You may be thinking here that because the single triangle branch looks the worst, maybe it isn't worth using. The truth is that it can be very useful to fill plant interiors, where the exterior branches are able to hide the bad angles. This is a technique used in Crysis, and can make a plant look really dense.
This branch is about as useful as using two 1tri. branches. It still has one bad angle. It is nothing special, but no real reason to avoid it.
This is the first branch option with no bad angles. This is the best basic branch piece, but not that great for something that may poke out of the bulk of the foliage.
Although this has no bad angles, the same as the 3 tri. branch, it also basically looks the same as the 3 tri. branch and so you are wasting one triangle. I don't use this unless I have a squared off branch texture, but I try to make sure that doesn't happen.
This is the best looking basic building block because the extra edge loop on the back allows you to curve the geometry naturally. This is great for smaller palm tree type leaves, and branches that are sticking out of the foliage. Plants with mostly planer branches look good with this too, like some conifers.

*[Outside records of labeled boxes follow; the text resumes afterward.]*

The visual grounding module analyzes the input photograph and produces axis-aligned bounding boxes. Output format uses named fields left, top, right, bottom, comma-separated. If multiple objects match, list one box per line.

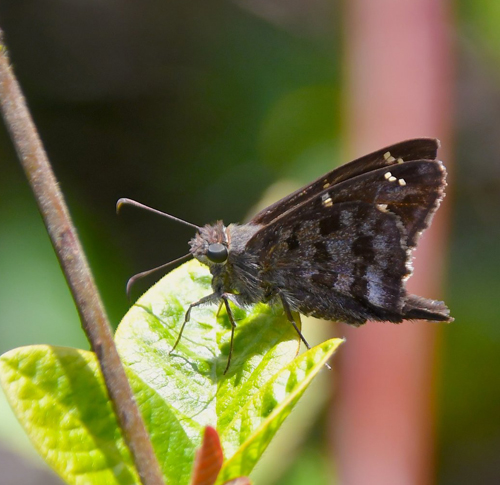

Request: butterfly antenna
left=116, top=198, right=201, bottom=231
left=127, top=253, right=193, bottom=300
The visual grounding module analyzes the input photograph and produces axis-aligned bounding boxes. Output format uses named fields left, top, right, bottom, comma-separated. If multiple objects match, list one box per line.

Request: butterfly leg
left=221, top=293, right=236, bottom=374
left=280, top=293, right=332, bottom=370
left=280, top=293, right=311, bottom=349
left=169, top=293, right=219, bottom=354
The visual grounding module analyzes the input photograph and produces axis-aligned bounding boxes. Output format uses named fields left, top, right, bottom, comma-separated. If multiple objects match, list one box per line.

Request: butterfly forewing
left=251, top=138, right=439, bottom=225
left=247, top=197, right=409, bottom=324
left=306, top=160, right=446, bottom=248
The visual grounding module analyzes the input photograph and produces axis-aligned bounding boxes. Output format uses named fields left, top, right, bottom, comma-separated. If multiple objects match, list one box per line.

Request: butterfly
left=117, top=138, right=453, bottom=373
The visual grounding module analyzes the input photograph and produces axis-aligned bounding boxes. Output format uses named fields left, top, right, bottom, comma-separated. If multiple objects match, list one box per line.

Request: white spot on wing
left=321, top=194, right=333, bottom=207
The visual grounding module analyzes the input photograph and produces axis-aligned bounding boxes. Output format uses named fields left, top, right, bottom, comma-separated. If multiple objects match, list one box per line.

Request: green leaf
left=0, top=345, right=138, bottom=484
left=0, top=261, right=340, bottom=485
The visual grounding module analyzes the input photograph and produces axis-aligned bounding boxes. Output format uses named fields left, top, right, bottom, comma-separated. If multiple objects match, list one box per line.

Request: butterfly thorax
left=189, top=221, right=265, bottom=304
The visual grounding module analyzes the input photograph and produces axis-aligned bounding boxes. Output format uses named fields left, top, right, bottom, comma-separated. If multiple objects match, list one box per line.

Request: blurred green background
left=0, top=0, right=500, bottom=485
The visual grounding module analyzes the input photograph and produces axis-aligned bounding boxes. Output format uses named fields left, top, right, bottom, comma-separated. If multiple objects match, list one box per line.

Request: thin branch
left=0, top=34, right=164, bottom=485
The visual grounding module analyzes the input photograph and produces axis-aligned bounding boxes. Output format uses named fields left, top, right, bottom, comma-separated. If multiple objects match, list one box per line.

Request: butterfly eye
left=207, top=243, right=227, bottom=263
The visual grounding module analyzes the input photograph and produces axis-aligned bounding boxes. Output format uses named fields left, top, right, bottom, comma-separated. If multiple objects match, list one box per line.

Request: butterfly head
left=189, top=221, right=229, bottom=266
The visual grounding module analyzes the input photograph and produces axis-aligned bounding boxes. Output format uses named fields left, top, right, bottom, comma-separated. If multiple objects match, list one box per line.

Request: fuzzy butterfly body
left=190, top=139, right=452, bottom=326
left=119, top=138, right=453, bottom=371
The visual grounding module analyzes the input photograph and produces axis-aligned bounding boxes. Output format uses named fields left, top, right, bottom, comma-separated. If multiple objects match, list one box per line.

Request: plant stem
left=0, top=30, right=164, bottom=485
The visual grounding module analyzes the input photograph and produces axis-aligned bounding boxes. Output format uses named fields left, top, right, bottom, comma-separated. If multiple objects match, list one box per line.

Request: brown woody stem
left=0, top=30, right=164, bottom=485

There are a few more basic tips for how to construct a tree that looks as dense as possible. It is important for bushy trees that the branch geometry has their planer faces pointed towards where you expect the viewer to look at the tree from. You can use all the triangles in the world, but if the player only sees your branches edge-on, it will look bad.
Does anyone else have any tips on how to optimize trees? I am always trying to improve so I would love to hear about new techniques!